Weingarten has been vocal in recent months about those who have decided not to get the vaccine, writing tweets and columns about those who decided not to do so.

In one tweet on October 30, Weingarten wrote on Twitter that "The 'vaccine hesitant' are selfish idiots whose selfish idiocy is killing people but we are not allowed to say that because why?"

In a September 9 column, he equated those who are "vaccine hesitant to the person on the highway that speeds up as a person attempts to pass them in the neighboring lane.

"He was exactly the kind of an idiot who is an anti-vaxxer. Absolutely certain of his 'right' to do something, and obnoxiously protective of it, and oblivious to the damage he might be causing," Weingarten wrote on the man who refused to let him pass.

Weingarten though has expressed doubts about the vaccine and the speed in which the Trump administration had proposed it would be issued to the public.

In a November 24, 2020 tweet, Weingarten asked Twitter: "Okay, would you get the vaccine if it involved four days of intense, firehose diarrhea, a day of projectile vomiting, and a month of urinary incontinence and two months of sexual impotence?" referring to early on claims of harsh side effects of the vaccine.

66.6 percent of respondents said no to the question.

In another snarky column, Weingarten asked a theoretical physicist if the Trump administration's "Warp Speed" title to the operation was physically possible.

"So, this warp speed thing! Going at warp speed — literally at, or faster than, the speed of light — how fast can the president bring this project in?
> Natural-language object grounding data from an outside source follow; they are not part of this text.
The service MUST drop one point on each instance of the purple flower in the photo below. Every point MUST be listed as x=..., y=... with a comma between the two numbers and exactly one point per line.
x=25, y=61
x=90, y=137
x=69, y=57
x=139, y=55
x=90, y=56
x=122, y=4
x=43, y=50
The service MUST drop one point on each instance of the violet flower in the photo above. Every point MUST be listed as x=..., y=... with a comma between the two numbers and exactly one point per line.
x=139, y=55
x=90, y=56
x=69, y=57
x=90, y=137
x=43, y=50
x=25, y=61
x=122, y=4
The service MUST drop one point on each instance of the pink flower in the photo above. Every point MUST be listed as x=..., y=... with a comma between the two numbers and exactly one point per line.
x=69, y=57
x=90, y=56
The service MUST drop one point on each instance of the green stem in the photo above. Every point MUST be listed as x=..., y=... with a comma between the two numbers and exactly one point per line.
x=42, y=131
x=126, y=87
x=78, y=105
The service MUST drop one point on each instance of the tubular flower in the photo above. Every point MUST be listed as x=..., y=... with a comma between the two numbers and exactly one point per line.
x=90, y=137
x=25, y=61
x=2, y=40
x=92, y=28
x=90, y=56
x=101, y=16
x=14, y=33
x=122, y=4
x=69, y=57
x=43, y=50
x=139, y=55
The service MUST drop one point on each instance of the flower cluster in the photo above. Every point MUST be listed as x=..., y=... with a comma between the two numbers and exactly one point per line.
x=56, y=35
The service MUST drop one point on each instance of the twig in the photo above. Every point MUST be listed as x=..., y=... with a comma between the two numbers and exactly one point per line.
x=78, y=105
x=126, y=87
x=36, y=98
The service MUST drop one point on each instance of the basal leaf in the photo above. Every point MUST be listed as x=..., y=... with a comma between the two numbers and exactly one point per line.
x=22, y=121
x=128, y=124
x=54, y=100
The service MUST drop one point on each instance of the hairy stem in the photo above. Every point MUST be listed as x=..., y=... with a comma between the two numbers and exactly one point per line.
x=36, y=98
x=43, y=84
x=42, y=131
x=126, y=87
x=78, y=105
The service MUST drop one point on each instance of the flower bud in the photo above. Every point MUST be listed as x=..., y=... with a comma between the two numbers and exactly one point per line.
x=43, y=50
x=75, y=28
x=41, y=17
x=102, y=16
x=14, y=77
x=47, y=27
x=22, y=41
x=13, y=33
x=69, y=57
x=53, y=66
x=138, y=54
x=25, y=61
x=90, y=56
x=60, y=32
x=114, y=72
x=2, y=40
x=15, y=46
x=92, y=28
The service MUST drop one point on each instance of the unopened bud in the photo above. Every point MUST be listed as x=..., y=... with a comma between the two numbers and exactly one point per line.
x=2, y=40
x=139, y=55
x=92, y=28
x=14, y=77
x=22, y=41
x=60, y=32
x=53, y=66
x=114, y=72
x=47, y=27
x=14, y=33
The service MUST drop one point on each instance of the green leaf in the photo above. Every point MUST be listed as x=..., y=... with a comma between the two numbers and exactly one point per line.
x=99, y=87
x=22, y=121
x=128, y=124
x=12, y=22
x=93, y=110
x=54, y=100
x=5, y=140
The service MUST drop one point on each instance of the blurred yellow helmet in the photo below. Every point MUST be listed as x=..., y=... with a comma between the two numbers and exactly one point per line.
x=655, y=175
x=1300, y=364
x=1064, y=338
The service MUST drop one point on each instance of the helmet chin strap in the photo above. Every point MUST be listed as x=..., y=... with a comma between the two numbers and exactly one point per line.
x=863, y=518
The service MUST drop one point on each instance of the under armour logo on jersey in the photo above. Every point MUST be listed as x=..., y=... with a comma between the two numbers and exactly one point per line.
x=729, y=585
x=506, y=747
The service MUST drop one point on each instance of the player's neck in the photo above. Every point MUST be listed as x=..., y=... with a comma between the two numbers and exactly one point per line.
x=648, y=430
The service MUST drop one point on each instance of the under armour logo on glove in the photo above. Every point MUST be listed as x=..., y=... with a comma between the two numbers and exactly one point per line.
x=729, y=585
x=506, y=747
Might it be done already?" Weingarten asked Sean Carroll, a theoretical physicist at Cal Tech.

"Warp speed is physically impossible. It is unfeasible based on absolutely everything we know about the laws of physics. I am 99.99 percent confident of that," Carroll responded.

Weingarten jokingly stated that "surely, that can't be true! The president said it!" Adding that the phrase had appeared on Star Trek.
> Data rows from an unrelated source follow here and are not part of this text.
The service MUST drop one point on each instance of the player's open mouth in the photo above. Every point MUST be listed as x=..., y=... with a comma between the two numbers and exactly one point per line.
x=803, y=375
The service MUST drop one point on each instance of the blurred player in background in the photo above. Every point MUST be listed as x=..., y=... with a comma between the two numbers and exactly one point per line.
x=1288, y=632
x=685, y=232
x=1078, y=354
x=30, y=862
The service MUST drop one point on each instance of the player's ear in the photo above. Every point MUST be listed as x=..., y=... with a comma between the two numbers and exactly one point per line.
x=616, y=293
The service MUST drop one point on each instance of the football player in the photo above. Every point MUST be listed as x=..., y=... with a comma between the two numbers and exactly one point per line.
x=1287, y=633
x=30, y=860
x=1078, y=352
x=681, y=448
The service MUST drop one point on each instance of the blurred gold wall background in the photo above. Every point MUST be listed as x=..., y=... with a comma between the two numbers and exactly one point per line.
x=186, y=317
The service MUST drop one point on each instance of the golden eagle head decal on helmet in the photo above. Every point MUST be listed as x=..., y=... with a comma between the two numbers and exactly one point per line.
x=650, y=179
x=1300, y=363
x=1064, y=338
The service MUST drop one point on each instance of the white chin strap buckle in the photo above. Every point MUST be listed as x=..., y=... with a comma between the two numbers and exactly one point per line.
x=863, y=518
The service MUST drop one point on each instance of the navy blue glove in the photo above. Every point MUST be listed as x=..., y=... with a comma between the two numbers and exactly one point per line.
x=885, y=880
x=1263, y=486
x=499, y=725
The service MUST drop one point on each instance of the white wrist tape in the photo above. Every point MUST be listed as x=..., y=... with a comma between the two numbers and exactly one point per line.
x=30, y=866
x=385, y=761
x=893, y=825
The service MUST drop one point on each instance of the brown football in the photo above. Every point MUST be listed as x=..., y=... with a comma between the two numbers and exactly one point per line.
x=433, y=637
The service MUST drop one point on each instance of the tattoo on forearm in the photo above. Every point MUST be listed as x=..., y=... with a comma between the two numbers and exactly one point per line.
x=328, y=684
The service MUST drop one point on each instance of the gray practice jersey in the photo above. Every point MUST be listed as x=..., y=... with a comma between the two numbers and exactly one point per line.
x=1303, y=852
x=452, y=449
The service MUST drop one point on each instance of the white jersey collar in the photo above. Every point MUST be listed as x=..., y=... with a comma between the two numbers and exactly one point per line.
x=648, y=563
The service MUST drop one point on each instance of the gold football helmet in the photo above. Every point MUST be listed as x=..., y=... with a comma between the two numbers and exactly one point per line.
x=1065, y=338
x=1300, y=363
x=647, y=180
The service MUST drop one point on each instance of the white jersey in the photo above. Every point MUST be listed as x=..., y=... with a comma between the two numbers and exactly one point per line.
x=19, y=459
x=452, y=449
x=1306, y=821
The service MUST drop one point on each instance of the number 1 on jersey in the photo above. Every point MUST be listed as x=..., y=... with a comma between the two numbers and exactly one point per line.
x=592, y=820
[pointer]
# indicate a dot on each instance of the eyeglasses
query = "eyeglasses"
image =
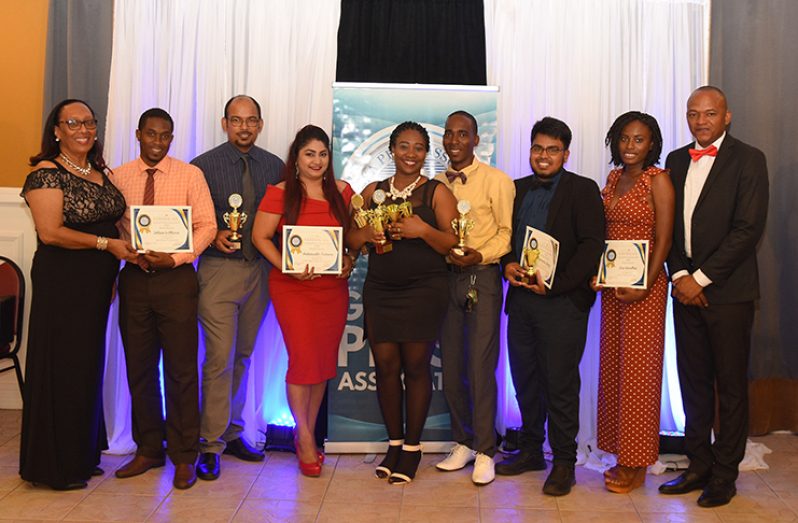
(237, 121)
(74, 124)
(551, 150)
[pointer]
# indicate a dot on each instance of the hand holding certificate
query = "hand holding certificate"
(624, 264)
(161, 228)
(317, 248)
(540, 254)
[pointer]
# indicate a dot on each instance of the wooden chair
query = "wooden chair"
(12, 307)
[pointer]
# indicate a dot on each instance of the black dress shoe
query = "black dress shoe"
(243, 450)
(718, 492)
(67, 486)
(209, 466)
(560, 480)
(686, 482)
(521, 462)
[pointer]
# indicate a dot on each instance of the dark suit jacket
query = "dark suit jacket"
(576, 220)
(727, 222)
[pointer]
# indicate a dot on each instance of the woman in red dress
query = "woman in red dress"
(308, 195)
(638, 205)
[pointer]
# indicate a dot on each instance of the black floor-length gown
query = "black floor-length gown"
(63, 432)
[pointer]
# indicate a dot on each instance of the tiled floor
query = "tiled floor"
(348, 492)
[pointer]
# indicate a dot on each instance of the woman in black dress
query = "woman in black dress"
(405, 296)
(75, 208)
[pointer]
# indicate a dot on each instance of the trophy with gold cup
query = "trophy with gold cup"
(529, 258)
(361, 216)
(235, 220)
(378, 218)
(462, 225)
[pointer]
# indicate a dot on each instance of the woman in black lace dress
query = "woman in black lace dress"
(75, 208)
(405, 296)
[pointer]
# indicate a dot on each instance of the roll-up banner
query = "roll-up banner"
(363, 117)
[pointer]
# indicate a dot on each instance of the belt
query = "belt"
(471, 268)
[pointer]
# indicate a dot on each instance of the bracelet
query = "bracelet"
(102, 243)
He then moved on to the idea of Wormholes, "to save the president's terminology," but Carroll disproved that claim as well.
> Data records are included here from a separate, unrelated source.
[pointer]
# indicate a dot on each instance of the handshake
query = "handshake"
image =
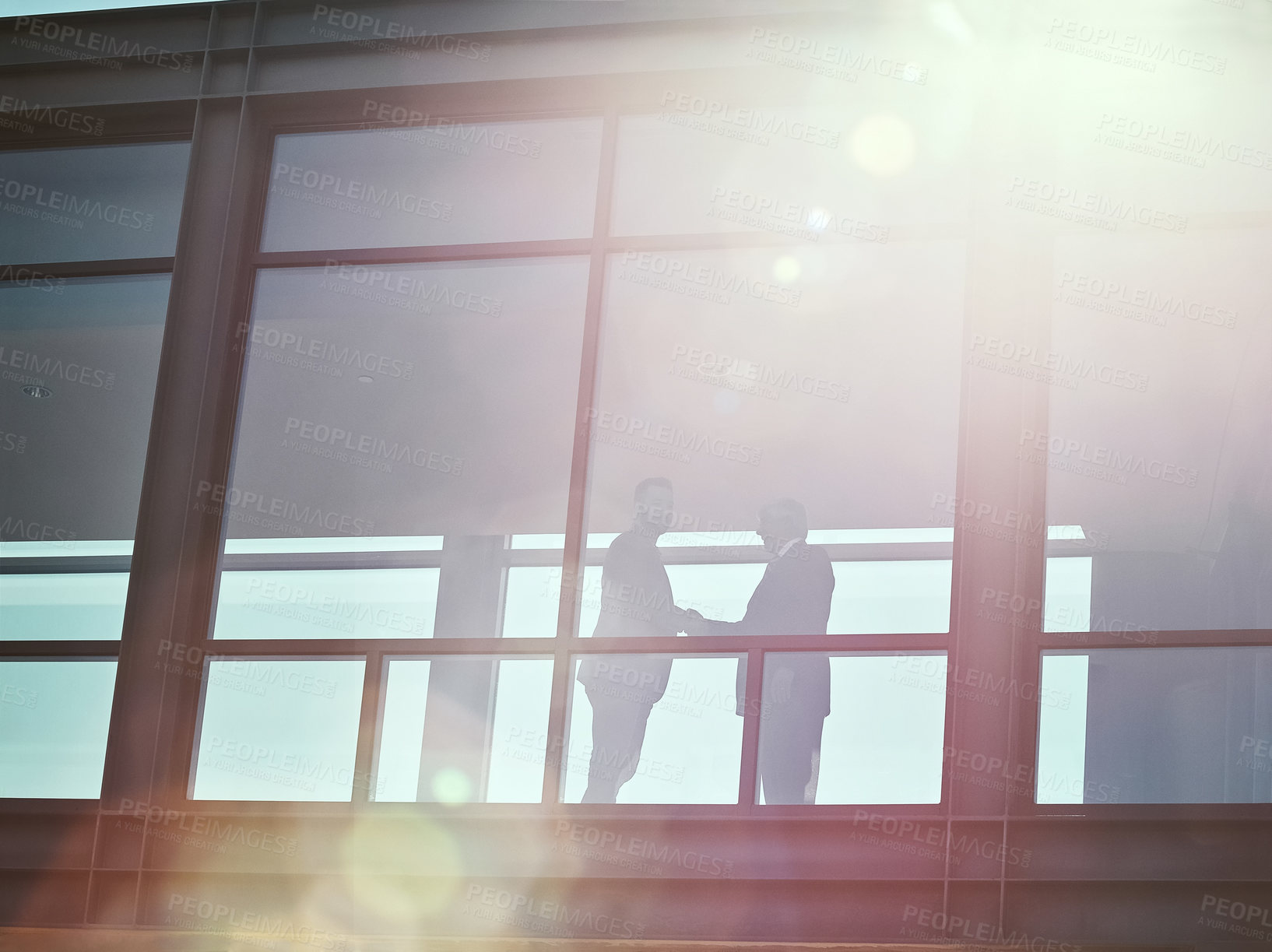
(694, 624)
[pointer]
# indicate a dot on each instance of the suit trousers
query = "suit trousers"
(790, 743)
(618, 721)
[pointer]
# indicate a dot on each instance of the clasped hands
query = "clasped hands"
(694, 623)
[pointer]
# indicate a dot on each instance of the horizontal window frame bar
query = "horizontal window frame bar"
(104, 268)
(321, 649)
(553, 248)
(64, 564)
(423, 254)
(60, 651)
(1192, 638)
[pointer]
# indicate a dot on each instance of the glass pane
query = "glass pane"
(275, 729)
(812, 745)
(90, 202)
(72, 606)
(420, 402)
(447, 184)
(54, 723)
(78, 367)
(715, 369)
(1157, 725)
(892, 597)
(327, 603)
(824, 172)
(654, 729)
(1159, 444)
(463, 729)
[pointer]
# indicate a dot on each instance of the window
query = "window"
(79, 359)
(441, 432)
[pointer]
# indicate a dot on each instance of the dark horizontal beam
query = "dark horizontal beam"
(423, 254)
(86, 269)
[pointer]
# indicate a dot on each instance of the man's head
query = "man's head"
(653, 503)
(780, 522)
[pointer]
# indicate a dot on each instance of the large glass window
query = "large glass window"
(79, 360)
(743, 377)
(1158, 443)
(1157, 725)
(463, 449)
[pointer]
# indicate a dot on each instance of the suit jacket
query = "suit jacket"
(792, 599)
(635, 602)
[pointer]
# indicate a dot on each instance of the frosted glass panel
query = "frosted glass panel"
(463, 729)
(54, 723)
(74, 606)
(279, 731)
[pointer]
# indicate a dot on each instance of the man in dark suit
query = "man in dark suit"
(635, 602)
(792, 599)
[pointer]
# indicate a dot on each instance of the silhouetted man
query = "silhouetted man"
(792, 599)
(635, 602)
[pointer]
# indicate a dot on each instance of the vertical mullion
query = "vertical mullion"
(750, 771)
(368, 722)
(577, 507)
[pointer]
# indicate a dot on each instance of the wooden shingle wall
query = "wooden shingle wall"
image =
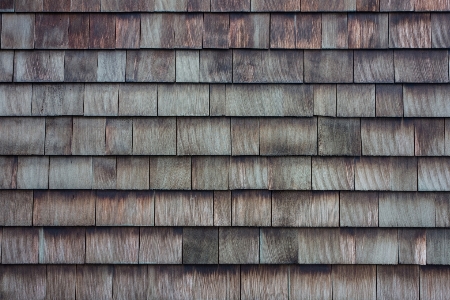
(224, 149)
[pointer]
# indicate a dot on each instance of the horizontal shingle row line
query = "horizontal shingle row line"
(224, 208)
(220, 5)
(225, 282)
(244, 100)
(222, 173)
(227, 66)
(321, 136)
(223, 245)
(223, 31)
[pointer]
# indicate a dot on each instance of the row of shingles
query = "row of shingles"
(222, 5)
(213, 66)
(223, 245)
(142, 100)
(224, 208)
(247, 172)
(269, 136)
(286, 31)
(233, 282)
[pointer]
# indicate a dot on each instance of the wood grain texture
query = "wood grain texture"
(269, 100)
(374, 66)
(354, 282)
(161, 245)
(338, 136)
(187, 66)
(251, 208)
(440, 26)
(406, 210)
(79, 31)
(305, 209)
(51, 31)
(184, 209)
(200, 245)
(18, 31)
(283, 30)
(150, 66)
(8, 178)
(358, 209)
(32, 172)
(409, 30)
(17, 208)
(111, 66)
(368, 31)
(119, 136)
(20, 245)
(170, 172)
(238, 245)
(433, 282)
(112, 245)
(138, 99)
(15, 100)
(288, 136)
(412, 246)
(376, 246)
(326, 246)
(57, 100)
(183, 100)
(116, 208)
(289, 173)
(22, 282)
(154, 136)
(434, 174)
(88, 136)
(130, 282)
(389, 100)
(222, 208)
(310, 281)
(328, 66)
(80, 66)
(61, 282)
(202, 136)
(230, 5)
(104, 169)
(387, 137)
(396, 282)
(102, 31)
(429, 137)
(334, 31)
(94, 282)
(249, 30)
(216, 66)
(356, 100)
(421, 66)
(390, 173)
(128, 31)
(278, 246)
(245, 137)
(333, 173)
(133, 173)
(215, 31)
(262, 282)
(249, 172)
(325, 100)
(308, 31)
(64, 208)
(282, 66)
(22, 136)
(39, 66)
(210, 172)
(62, 245)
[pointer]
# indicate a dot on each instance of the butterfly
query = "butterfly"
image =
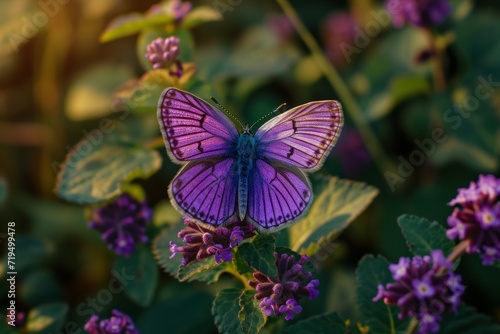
(228, 175)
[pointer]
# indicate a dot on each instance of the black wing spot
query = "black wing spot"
(202, 119)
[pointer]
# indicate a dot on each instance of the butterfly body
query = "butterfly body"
(246, 157)
(228, 175)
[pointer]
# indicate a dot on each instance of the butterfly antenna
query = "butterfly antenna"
(226, 111)
(268, 114)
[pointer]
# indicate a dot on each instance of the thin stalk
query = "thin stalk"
(369, 138)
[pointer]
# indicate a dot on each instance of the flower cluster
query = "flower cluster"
(201, 242)
(281, 294)
(477, 219)
(164, 53)
(420, 13)
(424, 287)
(118, 323)
(122, 223)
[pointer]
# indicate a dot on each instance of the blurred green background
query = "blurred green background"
(57, 82)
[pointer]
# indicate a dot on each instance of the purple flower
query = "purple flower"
(119, 323)
(201, 242)
(164, 53)
(477, 218)
(424, 287)
(281, 294)
(420, 13)
(338, 34)
(122, 223)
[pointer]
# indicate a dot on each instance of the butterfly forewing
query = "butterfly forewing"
(302, 136)
(278, 195)
(206, 190)
(192, 129)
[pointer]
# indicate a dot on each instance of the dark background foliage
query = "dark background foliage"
(57, 85)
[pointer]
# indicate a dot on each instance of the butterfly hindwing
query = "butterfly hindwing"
(205, 190)
(192, 129)
(302, 136)
(278, 195)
Americans across the country have been protesting vaccine mandates, stating that it violates an individual's right to make medical decisions for themselves.

Most recently in Los Angeles, thousands of protestors gathered outside Los Angeles City Hall on Monday to protest the vaccine mandate for all city workers that went into effect that day.

"I'm here to show support for the men and women in law enforcement, the firefighters, those working in sanitation … who are here not so much against being vaccinated, or the vaccine, but they're against being forced to do so by our local government," commented Moses Castillo, a retired ex-detective with the LAPD.

The rally was organized by the group Firefighters 4 Freedom, which was dubbed "A March for Freedom." It was attended by firefighters, police officers, electrical workers, sanitation workers, and city government employees, according to KTLA 5.